Forschungsprojekt der Sonderforschungsgruppe Institutionenanalyse (sofia) an der Hochschule Darmstadt
in Kooperation mit dem Bundesverband der Deutschen Sportartikel-Industrie (BSI) und
dem Verband TEGEWA (Textil- und Lederchemikalien-Hersteller im VCI e.V.) -
SuSport-Projekt (Sustainable Sporting Goods)

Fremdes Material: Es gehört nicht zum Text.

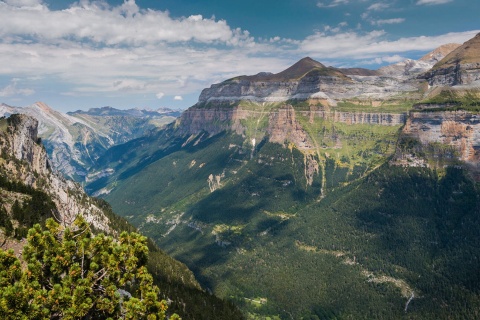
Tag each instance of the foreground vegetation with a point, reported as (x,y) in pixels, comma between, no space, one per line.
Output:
(71,274)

Fördergeber: Deutsche Bundestiftung Umwelt (DBU)

Veröffentlichungen:

Julian Schenten, Martin Führ, Silke Kleihauer, Joana Schönborn
Traceability as driver for more sustainable chemistry in the global textile supply chains,
in: Current Opinion in Green and Sustainable Chemistry (Elsevier), 2019 (19), 87-93
DOI: https://doi.org/10.1016/j.cogsc.2019.08.003

Kleihauer, Silke, Martin Führ und Julian Schenten
Marktchancen für "nachhaltigere Chemie" durch die REACH-Verordnung -
Am Beispiel globaler Lieferketten in der Textil- und Sportartikel-Industrie

sofia-Studien zur Institutionenanalyse 19-1, Darmstadt 2019
DOI: https://doi.org/10.46850/sofia.9783941627697

 

Details zum Szenario-Prozess: Die Textilindustrie 2030


Vorträge:

- Nordic Chemicals Summit, 10-11 October 2017, Copenhagen, Denmark

- Technische Jahrestagung TEGEWA, 19. Oktober 2017, Mainz

Kurz-Video

- auf englisch

- auf deutsch

 

Hintergrund des Vorhabens

Die Industrie setzt chemische Produkte in praktisch allen Lieferketten ein. Manche Chemikalien sind unproblematisch einsetzbar, andere können Schäden an Mensch und Umwelt verursachen, wenn sie problematische Eigenschaften haben und zu relevanten Expositionen führen; bei wieder anderen ist unklar, ob und welche Wirkungen sie haben. Sowohl auf globaler wie auch auf europäischer und nationaler Ebene gibt es eine Reihe von Initiativen, die darauf abzielen, die Gefährdungen von Mensch und Umwelt durch Chemikalien zu reduzieren. Auf der Rio-Nachfolgekonferenz in Johannesburg formulierte man 2002 entsprechende Ziele für das Jahr 2020. Als Beiträge auf dem Weg hin zu einer „nachhaltig(er)en Chemie“ zu nennen sind hier etwa

  • die Ansätze zum globalen Chemikalienmanagement (Strategic Approach to International Chemical Management – SAICM),
  • die für langlebigen organischen Stoffe verabschiedete POP-Konvention
  • sowie – als im internationalen Maßstab besonders anspruchsvollen regulatorischen Ansatz –  die REACH-Verordnung der Europäischen Union.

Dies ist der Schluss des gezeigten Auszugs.